I tend to use const reference parameters when calling functions assuming this would be efficient since copies of the same wouldn't not be made. Accidentally I changed the function parameter in a function that previously had a const reference parameter to const now, and I observed that the code size is reduced upon compilation.

To check this, I looked into the assembly of a MWE :

#include <cstdint>

void foo(const int n)
{
    int a = n + 1;
}

void foo(const int& n)
{
    int a = n + 1;
}

On line 19 of the generated assembly code, I see an additional step ldr r3, [r3] in the case of void foo(const int& n) when compared to void foo(const int n) . I assume this is the reference to variable n (I could be wrong, please forgive me).

So, my question is, why is the code larger when passing via reference and also what method is efficient?

A reference can be understood as something in between a name alias and a pointer.

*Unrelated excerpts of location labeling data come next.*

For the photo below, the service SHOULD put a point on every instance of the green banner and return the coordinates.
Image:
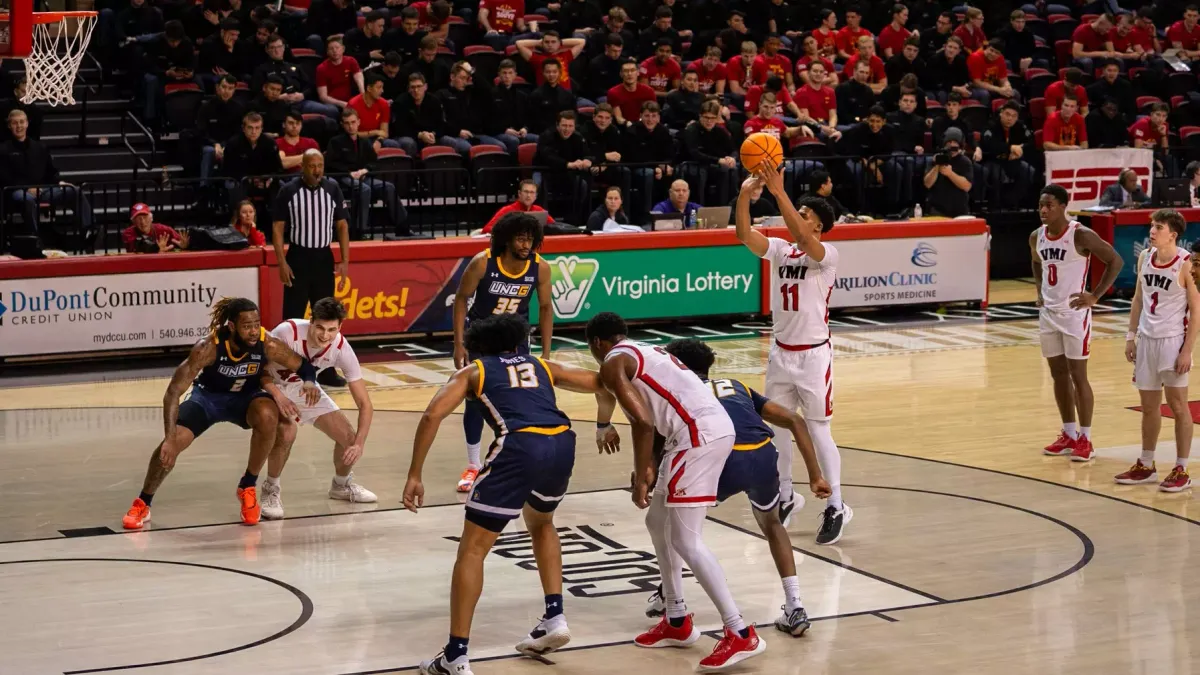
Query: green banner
(654, 284)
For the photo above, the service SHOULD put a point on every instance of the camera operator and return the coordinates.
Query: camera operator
(949, 179)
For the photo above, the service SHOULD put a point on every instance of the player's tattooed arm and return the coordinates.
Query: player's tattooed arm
(755, 240)
(467, 285)
(545, 309)
(1091, 243)
(779, 416)
(616, 374)
(445, 401)
(203, 353)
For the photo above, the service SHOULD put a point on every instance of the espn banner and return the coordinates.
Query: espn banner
(1086, 173)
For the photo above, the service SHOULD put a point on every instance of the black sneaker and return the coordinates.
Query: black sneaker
(329, 377)
(833, 523)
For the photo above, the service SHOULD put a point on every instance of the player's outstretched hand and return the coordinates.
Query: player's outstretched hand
(1183, 363)
(414, 494)
(820, 488)
(607, 440)
(311, 393)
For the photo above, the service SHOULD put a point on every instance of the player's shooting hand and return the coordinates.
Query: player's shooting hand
(311, 393)
(607, 440)
(820, 488)
(414, 494)
(1080, 300)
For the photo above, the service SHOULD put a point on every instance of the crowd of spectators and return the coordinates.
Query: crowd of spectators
(923, 102)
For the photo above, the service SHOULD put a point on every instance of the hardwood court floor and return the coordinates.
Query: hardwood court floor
(969, 551)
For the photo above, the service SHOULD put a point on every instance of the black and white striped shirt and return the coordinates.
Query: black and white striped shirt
(310, 211)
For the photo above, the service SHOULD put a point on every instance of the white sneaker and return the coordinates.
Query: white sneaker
(352, 493)
(550, 634)
(270, 501)
(439, 665)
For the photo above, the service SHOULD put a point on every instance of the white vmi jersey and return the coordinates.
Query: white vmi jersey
(685, 411)
(1164, 300)
(1063, 269)
(799, 293)
(337, 353)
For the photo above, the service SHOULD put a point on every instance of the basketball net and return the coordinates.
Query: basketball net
(60, 40)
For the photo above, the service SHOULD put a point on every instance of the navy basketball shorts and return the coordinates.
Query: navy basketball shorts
(523, 467)
(754, 472)
(203, 408)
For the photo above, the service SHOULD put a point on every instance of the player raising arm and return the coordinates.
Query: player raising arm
(501, 280)
(529, 476)
(226, 370)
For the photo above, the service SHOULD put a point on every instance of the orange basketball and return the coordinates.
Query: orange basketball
(759, 148)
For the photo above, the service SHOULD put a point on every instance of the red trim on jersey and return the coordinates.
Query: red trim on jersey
(693, 430)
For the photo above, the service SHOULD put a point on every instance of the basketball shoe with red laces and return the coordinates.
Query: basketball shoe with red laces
(731, 650)
(1084, 449)
(1138, 475)
(1063, 446)
(1176, 481)
(667, 635)
(251, 511)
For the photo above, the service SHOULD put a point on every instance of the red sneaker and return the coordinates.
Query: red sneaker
(667, 635)
(1084, 449)
(1176, 481)
(1138, 475)
(732, 649)
(1063, 446)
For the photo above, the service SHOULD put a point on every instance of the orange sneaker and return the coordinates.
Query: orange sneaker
(250, 508)
(467, 479)
(137, 515)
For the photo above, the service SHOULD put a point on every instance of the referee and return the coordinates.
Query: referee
(312, 207)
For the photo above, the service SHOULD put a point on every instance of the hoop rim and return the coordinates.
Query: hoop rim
(52, 17)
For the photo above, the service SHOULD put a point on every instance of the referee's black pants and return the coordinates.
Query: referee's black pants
(312, 272)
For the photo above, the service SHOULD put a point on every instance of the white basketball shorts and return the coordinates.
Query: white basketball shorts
(1153, 368)
(1068, 333)
(689, 477)
(802, 380)
(294, 392)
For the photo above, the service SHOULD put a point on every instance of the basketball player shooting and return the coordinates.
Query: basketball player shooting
(528, 478)
(501, 280)
(799, 369)
(227, 370)
(1163, 326)
(753, 469)
(322, 342)
(660, 394)
(1061, 250)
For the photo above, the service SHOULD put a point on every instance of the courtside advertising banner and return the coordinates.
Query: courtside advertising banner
(119, 311)
(900, 272)
(1086, 173)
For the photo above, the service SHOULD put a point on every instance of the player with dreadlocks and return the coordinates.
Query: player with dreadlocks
(226, 369)
(502, 280)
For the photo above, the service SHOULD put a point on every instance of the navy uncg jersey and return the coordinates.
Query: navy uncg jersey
(517, 393)
(233, 372)
(501, 292)
(744, 406)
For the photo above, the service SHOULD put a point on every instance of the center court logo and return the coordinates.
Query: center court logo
(924, 255)
(571, 279)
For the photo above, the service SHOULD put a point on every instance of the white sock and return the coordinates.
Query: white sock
(828, 457)
(792, 592)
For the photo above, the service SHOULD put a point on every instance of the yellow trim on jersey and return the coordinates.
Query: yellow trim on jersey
(549, 374)
(545, 430)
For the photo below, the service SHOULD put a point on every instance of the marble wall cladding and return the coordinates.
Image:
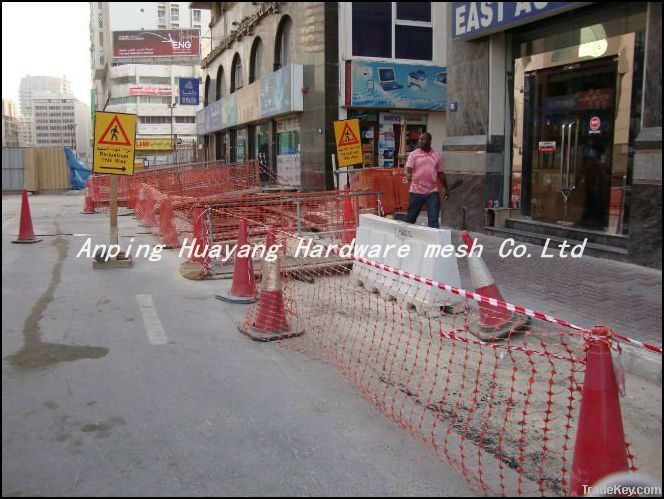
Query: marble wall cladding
(465, 207)
(652, 111)
(468, 86)
(645, 225)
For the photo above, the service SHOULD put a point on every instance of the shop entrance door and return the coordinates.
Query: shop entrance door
(571, 148)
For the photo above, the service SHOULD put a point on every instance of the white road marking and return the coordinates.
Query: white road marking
(153, 327)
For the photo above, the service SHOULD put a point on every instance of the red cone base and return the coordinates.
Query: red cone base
(348, 218)
(89, 207)
(243, 289)
(600, 447)
(25, 233)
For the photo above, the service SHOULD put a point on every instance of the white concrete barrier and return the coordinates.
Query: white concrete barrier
(423, 259)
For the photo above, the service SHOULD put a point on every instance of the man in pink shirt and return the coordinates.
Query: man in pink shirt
(423, 168)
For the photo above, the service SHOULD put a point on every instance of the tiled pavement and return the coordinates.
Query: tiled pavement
(585, 291)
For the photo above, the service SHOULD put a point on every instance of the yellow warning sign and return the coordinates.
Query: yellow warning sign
(115, 136)
(349, 146)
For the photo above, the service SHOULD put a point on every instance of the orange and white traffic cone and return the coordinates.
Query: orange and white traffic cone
(350, 223)
(600, 448)
(25, 233)
(270, 323)
(167, 228)
(243, 289)
(494, 322)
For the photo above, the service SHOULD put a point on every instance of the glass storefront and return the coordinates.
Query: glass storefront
(576, 111)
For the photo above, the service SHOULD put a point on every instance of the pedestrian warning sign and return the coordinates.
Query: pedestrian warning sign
(115, 136)
(349, 147)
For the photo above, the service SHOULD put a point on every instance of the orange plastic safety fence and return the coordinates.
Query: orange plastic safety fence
(495, 396)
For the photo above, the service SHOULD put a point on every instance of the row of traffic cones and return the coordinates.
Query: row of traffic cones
(600, 449)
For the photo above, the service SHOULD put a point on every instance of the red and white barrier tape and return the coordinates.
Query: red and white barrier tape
(473, 296)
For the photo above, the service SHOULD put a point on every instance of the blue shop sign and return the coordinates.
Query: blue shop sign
(396, 86)
(189, 91)
(476, 19)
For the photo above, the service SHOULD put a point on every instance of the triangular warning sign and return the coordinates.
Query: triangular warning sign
(348, 138)
(111, 136)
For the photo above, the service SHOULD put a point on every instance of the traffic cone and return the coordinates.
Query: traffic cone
(348, 218)
(600, 447)
(25, 232)
(243, 289)
(494, 322)
(167, 228)
(270, 323)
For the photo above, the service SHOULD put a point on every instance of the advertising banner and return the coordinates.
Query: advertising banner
(189, 91)
(397, 86)
(156, 43)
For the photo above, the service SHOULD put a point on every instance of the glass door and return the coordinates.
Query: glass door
(570, 142)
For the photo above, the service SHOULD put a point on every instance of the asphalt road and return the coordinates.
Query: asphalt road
(136, 382)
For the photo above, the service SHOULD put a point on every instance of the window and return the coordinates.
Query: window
(236, 74)
(256, 61)
(401, 30)
(282, 49)
(220, 87)
(372, 29)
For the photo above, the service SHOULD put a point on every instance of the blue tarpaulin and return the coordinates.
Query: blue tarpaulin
(78, 172)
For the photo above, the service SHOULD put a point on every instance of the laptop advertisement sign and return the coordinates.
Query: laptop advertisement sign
(390, 85)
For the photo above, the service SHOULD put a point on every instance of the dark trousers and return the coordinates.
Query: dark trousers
(415, 203)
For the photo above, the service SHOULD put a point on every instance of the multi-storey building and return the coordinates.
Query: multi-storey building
(558, 117)
(271, 87)
(139, 53)
(10, 124)
(32, 86)
(62, 121)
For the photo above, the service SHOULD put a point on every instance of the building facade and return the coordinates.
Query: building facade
(555, 112)
(270, 73)
(139, 53)
(394, 78)
(62, 121)
(10, 124)
(33, 86)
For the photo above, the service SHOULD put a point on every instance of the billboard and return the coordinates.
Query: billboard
(189, 91)
(396, 86)
(156, 43)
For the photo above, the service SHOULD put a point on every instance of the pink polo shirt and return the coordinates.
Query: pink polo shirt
(426, 166)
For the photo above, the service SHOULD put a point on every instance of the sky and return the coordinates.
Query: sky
(46, 39)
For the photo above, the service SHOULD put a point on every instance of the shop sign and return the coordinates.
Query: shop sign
(154, 144)
(392, 85)
(398, 119)
(476, 19)
(548, 147)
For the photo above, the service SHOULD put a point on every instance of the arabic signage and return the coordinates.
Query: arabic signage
(115, 135)
(189, 91)
(476, 19)
(154, 144)
(142, 90)
(156, 43)
(278, 94)
(396, 86)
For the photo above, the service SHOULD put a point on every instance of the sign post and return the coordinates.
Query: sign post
(115, 138)
(349, 146)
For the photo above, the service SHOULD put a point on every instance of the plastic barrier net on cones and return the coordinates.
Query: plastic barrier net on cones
(503, 410)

From What are the differences between a pointer variable and a reference variable? :

A compiler keeps "references" to variables, associating a name with a memory address. Its job is to translate any variable name to a memory address when compiling. When you create a reference, you only tell the compiler that you assign another name to the pointer variable; that's why references cannot "point to null". A variable cannot be, and not be at the same time. Pointers are variables; they contain the address of some other variable, or can be null. The important thing is that a pointer has a value, while a reference only has a variable that it is referencing.

  • On a 32 bit-machine, a pointer has 4 bytes ( 4*8 = 32 bits) while on a 64-bit machine a pointer has 8 bytes ( 8*8 = 64 bits), because that is the size of a single memory address.

  • On a 32 bit-machine, int , long are each 4 bytes (32 bits) quantities. On most 64-bit systems, long becomes 8 bytes (64 bits), but int remains 32-bit (4 bytes).

[Speaking about primitive types, the size of char is fixed at 1 byte (or CHAR_BIT = 8 bits) explicitly in the C++ standard.]

Given that passing a const reference as function parameter requires the compiler to dig for the memory address of the referenced variable, in case the variable is a primitive type such as int or char the digging in memory ( pointer is 8 bytes) is going to be more expensive than passing the variable itself by value (4 bytes for int , 1 byte for char ).

The question is about the efficiency of parameters passed by const reference . Of course, a function accepting a parameter by non-const reference would have the advantage - unrelated to efficiency - of allowing modifications of the referenced variable to persist, when control goes back to the caller.